Astrid 1 and Astrid 2
- Operator: Swedish National Space Board
- COSPAR ID: Astrid 1: 1995-002B Astrid 2: 1998-072B
- SATCAT no.: Astrid 1: 23464 Astrid 2: 25568
- Website: Astrid-1 at SSC Astrid-2 at SSC
- Mission duration: Astrid 1: 246 days Astrid 2: 226 days

Spacecraft properties
- Manufacturer: Swedish Space Corporation
- Launch mass: Astrid 1: 27 kg (60 lb) Astrid 2: <30 kg (66 lb)
- Power: Astrid 1: 11.88 W (payload), 38.5 W (nominal) Astrid 2: 16 W (payload), 90 W (nominal)

Start of mission
- Launch date: Astrid 1: 03:54:22, January 24, 1995 (UTC) Astrid 2: 11:57:07, December 10, 1998 (UTC)
- Rocket: Cosmos-3M

End of mission
- Disposal: Decommissioned
- Deactivated: Astrid 1: September 27, 1995 (however, on March 1 the scientific instruments became inoperable) Astrid 2: July 24, 1999
- Landing site: Plesetsk Pad 132/1

Orbital parameters
- Reference system: Geocentric
- Perigee altitude: Astrid 1: 968 km (601 mi) Astrid 2: 968 km (601 mi)
- Apogee altitude: Astrid 1: 1,026 km (638 mi) Astrid 2: 1,014 km (630 mi)
- Inclination: Astrid 1: 82.9° Astrid 2: 82.9°
- Period: Astrid 1: 105 min Astrid 2: 105 min

= Astrid (satellite) =

Swedish microsatellites

Astrid-1 and Astrid-2 were two microsatellites designed and developed by Swedish Space Corporation on behalf of the Swedish National Space Board. They were piggyback launched on a Cosmos-3M launch vehicle from Plesetsk Cosmodrome, Russia. Astrid 1 on January 24, 1995, and Astrid 2 on December 10, 1998.

== Astrid-1 ==
Sweden's first microsatellite was piggybacked with the launch of Tsikada, a Russian navigation satellite and FAISAT, a United States communications satellite.

It carried an Energetic Neutral Atom imager called PIPPI (Prelude in Planetary Particle Imaging), an Electron Spectrometer called EMIL (Electron Measurements - In-situ and Lightweight) and two UV imagers called MIO (Miniature Imaging Optics), one for imaging the Earth's aurora and one for observing Lyman alpha-emission from the Earth's geocorona. This payload, named after characters in Astrid Lindgren's books (the idea came from a Russian scientist ), was developed by the Swedish Institute of Space Physics in Kiruna.

On March 1, a DC to DC converter for the scientific instruments failed, possibly due to a short circuit, ending its scientific mission. However, the satellite was operated until September 27, serving as a testbed for various software algorithms and store-and-forward communications.

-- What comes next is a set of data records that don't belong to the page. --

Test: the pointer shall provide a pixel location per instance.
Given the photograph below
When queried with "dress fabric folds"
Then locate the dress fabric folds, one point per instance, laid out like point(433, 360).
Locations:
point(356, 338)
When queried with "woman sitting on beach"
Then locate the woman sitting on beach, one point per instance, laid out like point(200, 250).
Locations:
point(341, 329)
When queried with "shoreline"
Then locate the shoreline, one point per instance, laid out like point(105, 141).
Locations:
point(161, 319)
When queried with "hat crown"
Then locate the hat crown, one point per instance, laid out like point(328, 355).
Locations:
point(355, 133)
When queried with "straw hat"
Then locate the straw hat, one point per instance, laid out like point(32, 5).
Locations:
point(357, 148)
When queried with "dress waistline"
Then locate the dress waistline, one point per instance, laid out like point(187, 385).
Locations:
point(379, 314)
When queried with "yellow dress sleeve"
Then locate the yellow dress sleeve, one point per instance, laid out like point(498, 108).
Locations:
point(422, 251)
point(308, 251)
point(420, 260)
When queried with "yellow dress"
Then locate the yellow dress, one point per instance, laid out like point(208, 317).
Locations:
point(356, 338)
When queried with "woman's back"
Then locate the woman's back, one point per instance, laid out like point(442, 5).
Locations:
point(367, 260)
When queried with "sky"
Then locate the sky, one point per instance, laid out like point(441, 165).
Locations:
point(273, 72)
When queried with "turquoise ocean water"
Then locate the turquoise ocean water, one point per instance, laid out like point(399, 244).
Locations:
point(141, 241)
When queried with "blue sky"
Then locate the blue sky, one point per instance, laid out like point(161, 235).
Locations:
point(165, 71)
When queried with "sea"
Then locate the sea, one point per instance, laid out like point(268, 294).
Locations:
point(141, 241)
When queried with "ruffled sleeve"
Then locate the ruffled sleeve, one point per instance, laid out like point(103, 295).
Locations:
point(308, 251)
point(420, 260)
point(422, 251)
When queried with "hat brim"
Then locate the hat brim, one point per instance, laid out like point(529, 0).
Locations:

The entire satellite was built in a year and the cost, including launch, was 1.4 million U.S. dollars.

== Astrid-2 ==

Astrid-2 was Sweden's second microsatellite and it was piggybacked with Nadezhda 5, a Russian navigation satellite on December 10, 1998, on a Kosmos-3M rocket from Plesetsk in Russia.

Its payload, built by the Swedish Institute of Space Physics in Kiruna and Uppsala and the Royal Institute of Technology (Alfven Laboratory) in Stockholm, was EMMA (Electrical and Magnetic field Monitoring of the Aurora), LINDA (Langmuir INterferometer and Density experiment for Astrid-2), MEDUSA (Miniaturized Electrostatic DUal-tophat Spherical Analyzer) and PIA (Photometers for Imaging the Aurora). It was used to explore the electric and magnetic fields in the upper ionosphere and to measure neutral and charged particles and electron density.

On July 24, 1999, the contact with the satellite was lost. During its 7 1/2 months in space, Astrid-2 delivered a large amount of information to researchers.